When we make the discovery of someone’s gender of prime importance, we defend normality. We allow our discomfort with “abnormality” to affect our perceptions of a human being. But in and of itself, our own private thoughts of someone’s gender are relatively harmless; what makes us true defenders of normality is when this attitude then creeps into areas that really matter. If we defend the normal in our own minds as we sneak peeks of strangers, how do we then raise our children? How do we shape our own identity? If I experience strong discomfort at people who don’t fit neatly into a box, how urgently do you think I will make sure I myself fit into that box? This attitude can infect every other area of our lives, so that we teach our children they must conform outwardly to their appropriate gender; we start shaking our heads at men with ponytails or women in business suits, and so on. To relax and just be okay with someone who defies conventional gender norms is freedom not only for them, but also for ourselves.

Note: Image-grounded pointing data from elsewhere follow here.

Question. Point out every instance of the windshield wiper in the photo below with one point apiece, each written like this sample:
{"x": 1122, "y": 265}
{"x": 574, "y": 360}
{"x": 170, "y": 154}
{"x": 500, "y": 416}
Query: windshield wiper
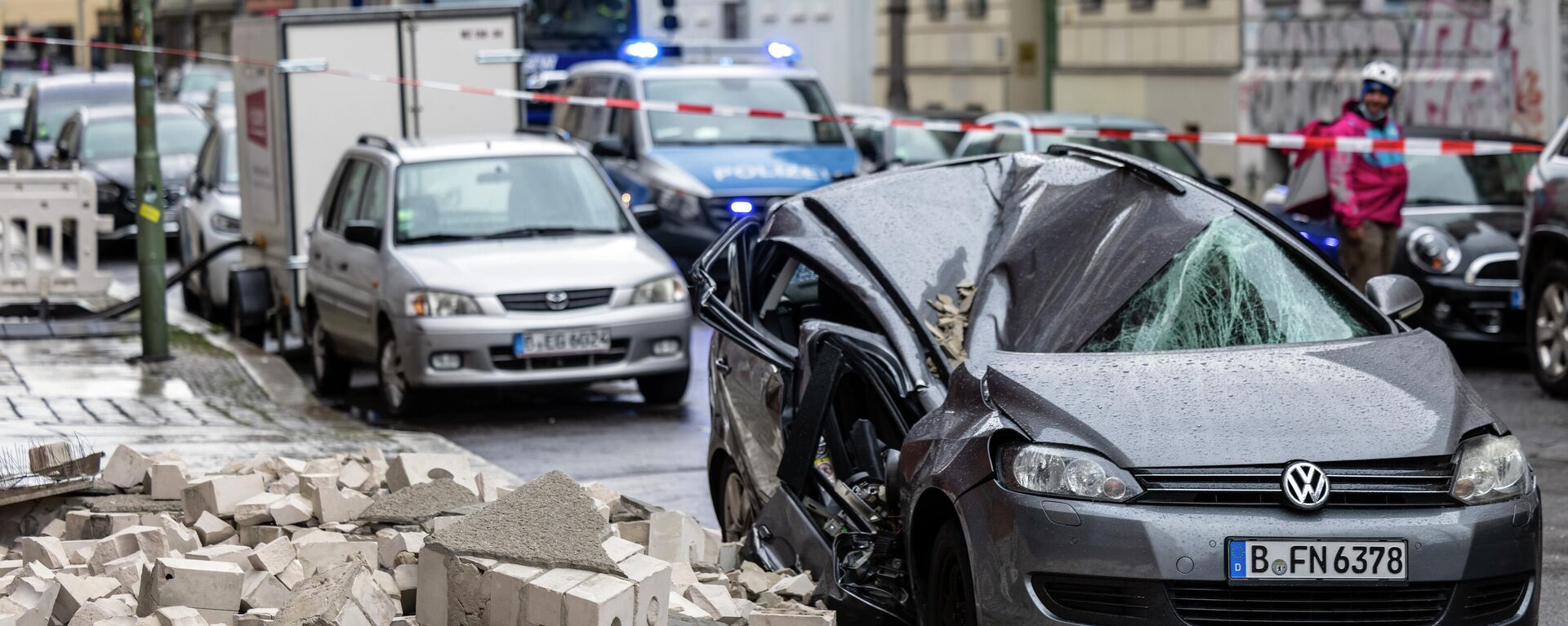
{"x": 549, "y": 231}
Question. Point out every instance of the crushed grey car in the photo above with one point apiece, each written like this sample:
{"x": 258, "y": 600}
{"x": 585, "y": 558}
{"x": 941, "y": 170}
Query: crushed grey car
{"x": 1078, "y": 388}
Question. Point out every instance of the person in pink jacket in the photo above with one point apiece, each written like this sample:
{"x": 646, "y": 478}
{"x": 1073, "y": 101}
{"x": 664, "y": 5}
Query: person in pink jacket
{"x": 1368, "y": 190}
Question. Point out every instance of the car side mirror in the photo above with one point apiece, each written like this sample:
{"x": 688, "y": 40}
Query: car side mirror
{"x": 363, "y": 233}
{"x": 648, "y": 217}
{"x": 1394, "y": 295}
{"x": 608, "y": 146}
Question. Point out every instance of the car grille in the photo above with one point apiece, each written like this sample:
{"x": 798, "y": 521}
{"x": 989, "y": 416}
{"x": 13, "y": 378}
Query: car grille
{"x": 576, "y": 299}
{"x": 1387, "y": 484}
{"x": 502, "y": 358}
{"x": 1218, "y": 605}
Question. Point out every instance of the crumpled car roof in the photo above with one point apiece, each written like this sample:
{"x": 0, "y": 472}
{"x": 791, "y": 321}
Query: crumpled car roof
{"x": 1056, "y": 243}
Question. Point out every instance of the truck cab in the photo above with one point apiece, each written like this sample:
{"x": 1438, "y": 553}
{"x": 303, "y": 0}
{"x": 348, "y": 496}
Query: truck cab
{"x": 703, "y": 171}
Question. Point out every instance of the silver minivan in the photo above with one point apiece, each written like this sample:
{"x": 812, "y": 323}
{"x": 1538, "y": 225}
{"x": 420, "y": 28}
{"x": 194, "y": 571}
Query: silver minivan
{"x": 488, "y": 262}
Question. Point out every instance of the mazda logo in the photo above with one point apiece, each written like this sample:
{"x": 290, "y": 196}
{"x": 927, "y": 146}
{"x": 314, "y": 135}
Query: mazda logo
{"x": 1305, "y": 485}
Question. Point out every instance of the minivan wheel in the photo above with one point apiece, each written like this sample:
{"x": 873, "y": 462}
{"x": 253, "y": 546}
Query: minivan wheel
{"x": 332, "y": 372}
{"x": 949, "y": 584}
{"x": 399, "y": 397}
{"x": 1548, "y": 328}
{"x": 666, "y": 388}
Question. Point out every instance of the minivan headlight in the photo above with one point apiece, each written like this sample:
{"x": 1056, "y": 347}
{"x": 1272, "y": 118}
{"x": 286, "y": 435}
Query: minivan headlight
{"x": 441, "y": 304}
{"x": 1491, "y": 469}
{"x": 1065, "y": 473}
{"x": 668, "y": 289}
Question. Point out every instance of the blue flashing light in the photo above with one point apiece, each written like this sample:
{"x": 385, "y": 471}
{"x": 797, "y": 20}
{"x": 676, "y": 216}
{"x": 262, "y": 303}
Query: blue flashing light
{"x": 780, "y": 51}
{"x": 640, "y": 51}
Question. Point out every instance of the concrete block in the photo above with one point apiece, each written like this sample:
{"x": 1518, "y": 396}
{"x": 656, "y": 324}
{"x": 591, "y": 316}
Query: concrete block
{"x": 49, "y": 455}
{"x": 274, "y": 556}
{"x": 676, "y": 537}
{"x": 399, "y": 542}
{"x": 504, "y": 587}
{"x": 225, "y": 553}
{"x": 262, "y": 590}
{"x": 220, "y": 495}
{"x": 256, "y": 508}
{"x": 601, "y": 602}
{"x": 165, "y": 481}
{"x": 621, "y": 549}
{"x": 651, "y": 585}
{"x": 211, "y": 529}
{"x": 417, "y": 468}
{"x": 198, "y": 584}
{"x": 44, "y": 549}
{"x": 545, "y": 597}
{"x": 292, "y": 508}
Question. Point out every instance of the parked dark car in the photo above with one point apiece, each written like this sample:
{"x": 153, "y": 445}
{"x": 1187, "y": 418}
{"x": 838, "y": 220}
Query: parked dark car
{"x": 1545, "y": 269}
{"x": 56, "y": 98}
{"x": 104, "y": 141}
{"x": 1099, "y": 393}
{"x": 1460, "y": 241}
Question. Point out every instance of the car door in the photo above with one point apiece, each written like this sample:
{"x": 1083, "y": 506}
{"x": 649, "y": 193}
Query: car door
{"x": 327, "y": 246}
{"x": 359, "y": 264}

I could write many more pages on other examples of defending normality: tokenizing visible minorities; continually suggesting to single people that they need to “find a good man/woman”, and suggesting to married couples that they need to have children; and so on. There’s nothing wrong with being normal, of course—clearly, many people are that way. But there is also nothing wrong with being abnormal, and even decent folks like us can fall into the trap of conveying to others that there is.
By treating people as less than human (even in subtle ways) when they don’t fit into the category of “normal”, we chip away at their own self-identity until they either conform or withdraw. Such attitudes are not helpful in a society which has such endless and wonderful variety, and such a stark choice—conform or withdraw—is a sure way to constrict the pulse of such a society. It is only by allowing individuals to exist as individuals that we are able to take advantage of the benefits that diversity brings. So stop being a defender of normality. Find ways to embrace those who don’t quite fit into the “socially acceptable” column. They’ll be better off for it, and so will you.